There are many well-meaning and well-trained public health practitioners who disagree from the outset that we must name racism. That argument will sometimes claim that the very essence of public health is about helping people, pointing to increased lifespans and decreased infectious disease outbreaks over time. Their argument will at other times claim that we don’t want to muddy the clear waters of public health with the messy politics of race, that this sort of a topic is best left to protesters, opinion editorials and campaign stump speeches. I have also heard the claim that identifying racism opens this Pandora’s Box of problems that our modest field cannot hope to address comprehensively – that identifying racism hoists too heavy a burden. Last, there are those who say that racism is not the core issue, but instead poverty. We cannot fix racism, but we can fix poverty.

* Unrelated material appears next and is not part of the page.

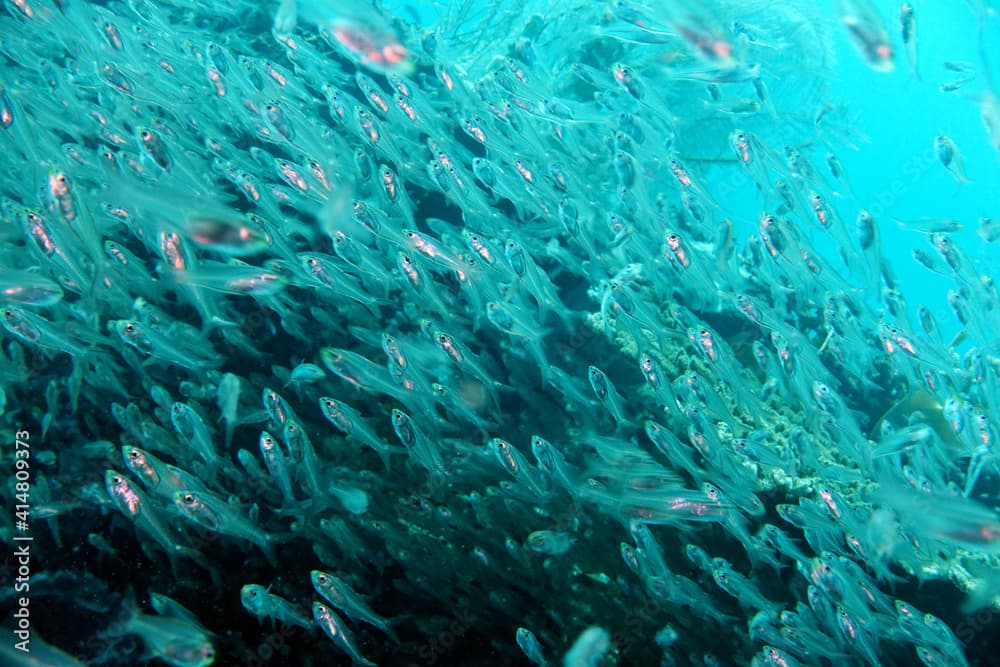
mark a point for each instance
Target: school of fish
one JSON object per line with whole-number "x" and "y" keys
{"x": 486, "y": 333}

Of these, I believe the most dangerous claim is the first, that our technical expertise is enough to meet the challenges of poor health, wherever they are. This mindset presumes a neutrality of public health that has never been true – it ignores the fact that public health both operates in a political context and is itself, like any science, permeated by ideology.

Much is conflated when medicine and public health attempt to fly below the radar of politics by donning the armor of scientific objectivity – guarding the faith by positing the cold logic of the scientific method. Let me start by saying that science is not all methodology – one simply cannot judge the prudence of a whole ecology of funders, research proposals, theory-building, conferences, journals, institutes, and applications by reducing all of that to the scientific method. Each of these facets is fully penetrated by the biases of human behavior, by the ideologies of our time.

Consider two examples: funding priorities of the National Institutes of Health (NIH) and the public health, medical, and criminal justice response to the current opioid crisis.

In the case of the NIH, see its most recent 2012-2013 biennial report to Congress: as my colleague Nancy Krieger has pointed out, not only did it allocate only 9 of its 441 pages to “Minority Health and Health Disparities,” but within these 441 pages, the terms “genome,” “genomic,” “genetic,” and “gene” appeared 457 times, whereas “social determinants of health” occurred only once, “discrimination” and “poverty” twice, “socioeconomic” 12 times, and “racism” not at all.

Or, with regard to the current opioid crisis – and its appropriate reframing as a public health and not criminal justice issue – how differently it would have been had the same framing been used when Nixon declared his “War on Drugs!” But of course he did not. Today, the opioid crisis is perceived as primarily affecting white populations, people who need help. No such frame of deserving victims was used, however, by Nixon. Instead, as shown in Ava DuVernay’s extraordinary new film “13th” that was a “war” that aimed to criminalize the black population and reverse the gains of the Civil Rights Movement and the War on Poverty.

We must remember that objectivity is not a synonym for neutrality. Objectivity refers to the idea that independent researchers can independently seek to test the same hypothesis and, if the hypothesized causal processes are indeed going on, they should come up with the same results if they use the same methods. However, what researchers choose to study and how they frame hypotheses determines the context in which objectivity is deployed. I urge you to consider, for example, that a great deal of unacceptable actions have taken place when objective methodology is utilized without regard for the role of science in oppression: eugenics, forced sterilization, the Tuskegee study. Often these are dismissed as bad science, or unethical science, when they too, in fact, are science.

Knowing this, we must name racism in our research proposals, in our theories, in our oral presentations and conference tracks, and even in our hypotheses. The essence of naming racism is this – how we frame a problem is inextricable from how we solve it.